Я прижимаю её к себе, нежную, податливую, душистую, пахнущую свежестью и немного… тушёнкой. Прижимаю и будто перескакиваю в другой мир. Не знаю какой, параллельный, перпендикулярный или ещё какой-то, но только в этом мире есть жизнь, есть любовь и отчаянное беззаботное счастье. Не то, что в моём, угрюмом и ставшем в последнее время довольно агрессивным мирке, забирающем жизни у молодых и полных надежд солдат.
— О! — радуются парни. — Наконец-то запахло домом, да, мужики?
— Да ладно вам, — смеётся Наташка, — дом не так пахнет, а это запахи солдатской столовой, я думаю.
— А у нас сало имеется!
— И огурчики солёные.
— И хлеб чёрный, «Московский».
— Да, сало на рынке бабка продавала, говорит украинское. Может, врёт, но сало отменное. Алик, достань из холодильника.
Появляются соленья и бутылка «Русской» с незатейливой и почему-то криво налепленной сине-красной этикеткой. Наташка раскладывает по тарелкам картошку с тушёнкой. На столе возникают четыре стопочки и несколько железных эмалированных кружек.
Льётся густая, прозрачная и резко пахнущая жидкость, разговоры вмиг стихают. Мы все и даже Наташка, без вопросов понявшая, что происходит что-то особенное, против чего обыденность и глупые возражения не имеют силы, берём посуду и заливаем в себя обжигающую холодную горечь. Спите спокойно, ребята…

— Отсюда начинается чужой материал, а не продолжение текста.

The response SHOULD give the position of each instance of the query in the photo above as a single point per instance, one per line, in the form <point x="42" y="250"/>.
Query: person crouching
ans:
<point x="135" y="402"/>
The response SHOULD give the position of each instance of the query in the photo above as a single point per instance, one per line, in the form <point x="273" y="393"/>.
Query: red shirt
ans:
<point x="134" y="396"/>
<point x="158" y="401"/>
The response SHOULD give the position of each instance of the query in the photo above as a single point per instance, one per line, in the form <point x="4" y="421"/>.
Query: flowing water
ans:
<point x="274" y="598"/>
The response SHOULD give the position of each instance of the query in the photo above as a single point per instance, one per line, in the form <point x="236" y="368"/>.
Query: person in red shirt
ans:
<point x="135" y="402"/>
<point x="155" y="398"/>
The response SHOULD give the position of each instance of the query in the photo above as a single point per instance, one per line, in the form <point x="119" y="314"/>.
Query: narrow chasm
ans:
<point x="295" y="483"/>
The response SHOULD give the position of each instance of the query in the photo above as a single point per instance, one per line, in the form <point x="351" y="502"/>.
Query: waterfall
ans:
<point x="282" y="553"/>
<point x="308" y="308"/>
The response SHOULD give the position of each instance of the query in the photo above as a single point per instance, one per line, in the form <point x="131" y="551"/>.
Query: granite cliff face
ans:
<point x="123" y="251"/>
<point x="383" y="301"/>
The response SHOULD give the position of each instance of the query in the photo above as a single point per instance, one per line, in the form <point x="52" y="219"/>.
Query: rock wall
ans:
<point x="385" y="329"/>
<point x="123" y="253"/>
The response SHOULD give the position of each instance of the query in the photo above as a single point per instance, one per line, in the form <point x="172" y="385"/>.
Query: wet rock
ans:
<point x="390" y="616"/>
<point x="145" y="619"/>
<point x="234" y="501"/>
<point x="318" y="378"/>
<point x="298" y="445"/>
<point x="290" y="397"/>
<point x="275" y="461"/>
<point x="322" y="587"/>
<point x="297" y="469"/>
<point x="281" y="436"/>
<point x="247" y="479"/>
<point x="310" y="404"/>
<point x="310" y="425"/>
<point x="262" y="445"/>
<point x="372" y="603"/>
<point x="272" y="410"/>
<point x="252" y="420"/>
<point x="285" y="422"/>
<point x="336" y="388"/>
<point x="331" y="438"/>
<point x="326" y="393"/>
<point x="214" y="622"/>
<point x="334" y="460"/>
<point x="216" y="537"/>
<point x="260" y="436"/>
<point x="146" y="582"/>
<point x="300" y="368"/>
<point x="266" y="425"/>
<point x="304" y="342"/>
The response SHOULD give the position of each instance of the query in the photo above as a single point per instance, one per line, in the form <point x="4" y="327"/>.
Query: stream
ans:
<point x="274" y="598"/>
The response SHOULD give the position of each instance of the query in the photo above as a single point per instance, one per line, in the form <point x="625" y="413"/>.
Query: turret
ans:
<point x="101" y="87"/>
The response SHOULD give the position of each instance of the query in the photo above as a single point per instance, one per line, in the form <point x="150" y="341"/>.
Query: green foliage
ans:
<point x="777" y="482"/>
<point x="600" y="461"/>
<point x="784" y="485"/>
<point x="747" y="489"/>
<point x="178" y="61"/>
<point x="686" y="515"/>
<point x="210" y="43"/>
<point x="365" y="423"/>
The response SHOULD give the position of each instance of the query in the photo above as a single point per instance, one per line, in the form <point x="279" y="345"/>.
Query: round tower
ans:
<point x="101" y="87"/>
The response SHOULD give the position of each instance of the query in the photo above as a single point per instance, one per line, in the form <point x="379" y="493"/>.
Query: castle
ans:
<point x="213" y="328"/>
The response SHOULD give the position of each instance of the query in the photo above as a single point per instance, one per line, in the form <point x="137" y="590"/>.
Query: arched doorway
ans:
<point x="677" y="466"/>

На сердце у меня не кошки, там скребут пантеры и барсы, а может и саблезубые тигры. Имею ли я право бросать тех немногих, кто уже послужил родине и принёс немалые жертвы в топку новой войны? Эта война… она ведь бесконечна, жестока и… и есть ли вообще смысл…
Наташка, точно уловив моё состояние, гладит меня по спине, только что не приговаривает, мол ничего-ничего, перемелется, мука будет. И парни, лежащие в двухстах метрах от нас, перемелются, да и мы все тоже перемелемся, превратимся в муку, грязь и пепел… Всему своё время…
После обеда я посылаю парней забрать машину из ремонта. Вызываются Алик, он же Олег Ершов, тот, что заделал дырки в косяке, и Алексей Блашковский. Алик невысокий и сухой, с короткой солдатской стрижкой и иссиня-чёрной щетиной, а Лёха высокий и вальяжный, с русыми чуть волнистыми волосами, немного напоминающий Костолевского.
Я выдаю им деньги и говорю, куда ехать. Они уезжают, а я иду с Наташкой в комнату, которую она облюбовала для нас. Мебель почти везде новая, хоть и примитивно-простая, имеющаяся в обычном мебельном магазине. При взгляде на неё кровь из глаз, конечно, не идёт, но и любоваться особо нечем.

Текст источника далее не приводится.